PDF(Pubmed)
Abstract:
Proteotoxic stress drives numerous degenerative diseases. Cells initially adapt to misfolded proteins by activating the unfolded protein response (UPR), including endoplasmic-reticulum-associated protein degradation (ERAD). However, persistent stress triggers apoptosis. Enhancing ERAD is a promising therapeutic approach for protein misfolding diseases.

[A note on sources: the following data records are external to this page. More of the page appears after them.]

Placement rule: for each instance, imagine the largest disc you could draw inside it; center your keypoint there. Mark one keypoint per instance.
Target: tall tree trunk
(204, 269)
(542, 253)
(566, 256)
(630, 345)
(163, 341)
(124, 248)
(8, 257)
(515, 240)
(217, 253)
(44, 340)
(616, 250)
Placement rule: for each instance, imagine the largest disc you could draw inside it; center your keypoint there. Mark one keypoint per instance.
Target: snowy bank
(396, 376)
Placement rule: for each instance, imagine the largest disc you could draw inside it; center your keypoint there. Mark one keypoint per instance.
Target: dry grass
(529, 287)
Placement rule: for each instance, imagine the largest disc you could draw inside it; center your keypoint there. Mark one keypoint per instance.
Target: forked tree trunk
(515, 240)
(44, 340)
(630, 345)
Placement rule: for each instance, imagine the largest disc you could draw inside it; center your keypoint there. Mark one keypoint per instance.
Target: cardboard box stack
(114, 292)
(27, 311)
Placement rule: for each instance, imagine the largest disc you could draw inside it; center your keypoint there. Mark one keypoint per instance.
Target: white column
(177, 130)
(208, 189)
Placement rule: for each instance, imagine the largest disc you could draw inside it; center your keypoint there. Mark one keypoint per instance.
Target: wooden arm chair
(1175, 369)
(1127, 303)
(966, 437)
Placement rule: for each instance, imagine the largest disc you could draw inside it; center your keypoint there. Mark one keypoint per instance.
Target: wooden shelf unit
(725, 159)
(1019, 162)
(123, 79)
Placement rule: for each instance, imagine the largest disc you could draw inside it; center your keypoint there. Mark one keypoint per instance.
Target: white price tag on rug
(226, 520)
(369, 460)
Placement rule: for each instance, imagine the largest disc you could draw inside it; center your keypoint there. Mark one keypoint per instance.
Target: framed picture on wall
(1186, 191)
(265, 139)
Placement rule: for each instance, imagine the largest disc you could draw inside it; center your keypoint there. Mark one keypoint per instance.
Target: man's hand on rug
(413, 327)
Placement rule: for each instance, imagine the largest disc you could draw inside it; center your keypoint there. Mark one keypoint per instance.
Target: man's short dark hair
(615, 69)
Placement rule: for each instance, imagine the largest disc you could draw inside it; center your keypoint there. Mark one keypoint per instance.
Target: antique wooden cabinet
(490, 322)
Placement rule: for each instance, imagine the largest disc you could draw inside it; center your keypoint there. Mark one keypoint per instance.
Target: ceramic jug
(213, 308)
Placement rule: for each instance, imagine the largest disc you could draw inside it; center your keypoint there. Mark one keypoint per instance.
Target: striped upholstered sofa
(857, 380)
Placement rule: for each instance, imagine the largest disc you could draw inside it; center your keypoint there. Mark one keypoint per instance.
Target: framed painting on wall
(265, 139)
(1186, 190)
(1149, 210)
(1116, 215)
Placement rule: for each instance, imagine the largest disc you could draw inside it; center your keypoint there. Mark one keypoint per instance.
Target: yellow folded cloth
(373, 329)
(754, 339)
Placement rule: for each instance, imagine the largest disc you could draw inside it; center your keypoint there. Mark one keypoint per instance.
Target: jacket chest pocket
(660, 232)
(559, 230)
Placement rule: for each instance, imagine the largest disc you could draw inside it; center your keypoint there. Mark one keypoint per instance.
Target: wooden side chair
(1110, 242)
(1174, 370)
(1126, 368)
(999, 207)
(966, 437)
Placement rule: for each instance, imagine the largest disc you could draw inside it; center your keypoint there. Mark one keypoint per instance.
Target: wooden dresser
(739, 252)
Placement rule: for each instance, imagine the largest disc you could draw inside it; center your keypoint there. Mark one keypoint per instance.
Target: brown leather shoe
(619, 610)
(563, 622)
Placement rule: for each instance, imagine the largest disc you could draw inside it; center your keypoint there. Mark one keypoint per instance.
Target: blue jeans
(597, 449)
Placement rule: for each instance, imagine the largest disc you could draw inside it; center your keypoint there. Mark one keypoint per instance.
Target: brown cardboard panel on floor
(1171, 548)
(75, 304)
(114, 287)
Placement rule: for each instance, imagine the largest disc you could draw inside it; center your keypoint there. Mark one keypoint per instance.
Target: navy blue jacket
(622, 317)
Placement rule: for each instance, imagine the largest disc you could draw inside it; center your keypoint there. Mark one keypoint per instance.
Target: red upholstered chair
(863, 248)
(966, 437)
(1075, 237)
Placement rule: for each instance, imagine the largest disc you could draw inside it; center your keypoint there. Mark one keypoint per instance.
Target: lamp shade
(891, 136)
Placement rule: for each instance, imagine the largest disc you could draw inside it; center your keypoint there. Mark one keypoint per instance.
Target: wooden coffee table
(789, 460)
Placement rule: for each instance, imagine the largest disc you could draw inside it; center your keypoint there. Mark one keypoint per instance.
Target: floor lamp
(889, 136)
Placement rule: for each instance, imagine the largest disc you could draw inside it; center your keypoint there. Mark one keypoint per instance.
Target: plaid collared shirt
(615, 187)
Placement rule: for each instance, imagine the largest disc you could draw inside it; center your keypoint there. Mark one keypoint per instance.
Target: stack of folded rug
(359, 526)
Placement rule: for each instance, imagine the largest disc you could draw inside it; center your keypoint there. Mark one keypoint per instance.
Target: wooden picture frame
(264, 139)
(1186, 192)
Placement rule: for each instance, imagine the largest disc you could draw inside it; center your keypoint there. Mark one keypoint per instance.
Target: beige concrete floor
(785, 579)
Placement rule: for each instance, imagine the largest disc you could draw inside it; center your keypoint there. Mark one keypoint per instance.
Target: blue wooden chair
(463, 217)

The ER-localized Zn2+ transporter ZIP7 is conserved from plants to humans and required for intestinal self-renewal, Notch signaling, cell motility, and survival. However, a unifying mechanism underlying these diverse phenotypes was unknown. In studying Drosophila border cell migration, we discovered that ZIP7-mediated Zn2+ transport enhances the obligatory deubiquitination of proteins by the Rpn11 Zn2+ metalloproteinase in the proteasome lid. In human cells, ZIP7 and Zn2+ are limiting for deubiquitination. In a Drosophila model of neurodegeneration caused by misfolded rhodopsin (Rh1), ZIP7 overexpression degrades misfolded Rh1 and rescues photoreceptor viability and fly vision. Thus, ZIP7-mediated Zn2+ transport is a previously unknown, rate-limiting step for ERAD in vivo with therapeutic potential in protein misfolding diseases.
摘要:
蛋白质毒性应激驱动许多退行性疾病。细胞最初通过激活未折叠的蛋白质反应(UPR)来适应错误折叠的蛋白质,包括内质网相关蛋白降解(ERAD)。然而,持续的压力触发细胞凋亡。增强ERAD是蛋白质错误折叠疾病的有希望的治疗方法。ER定位的Zn2转运蛋白ZIP7从植物到人类是保守的,并且是肠道自我更新所必需的,陷波信号,细胞运动性,和生存。然而,这些不同表型的统一机制尚不清楚.在研究果蝇边缘细胞迁移时,我们发现ZIP7介导的Zn2+转运通过蛋白酶体盖中的Rpn11Zn2+金属蛋白酶增强蛋白质的强制性去泛素化。在人类细胞中,ZIP7和Zn2+限制了去泛素化。在由错误折叠的视紫红质(Rh1)引起的果蝇神经变性模型中,ZIP7过表达降解错误折叠的Rh1并挽救光感受器活力和飞行视力。因此,ZIP7介导的Zn2+转运是以前未知的,在蛋白质错误折叠疾病中具有治疗潜力的体内ERAD的限速步骤。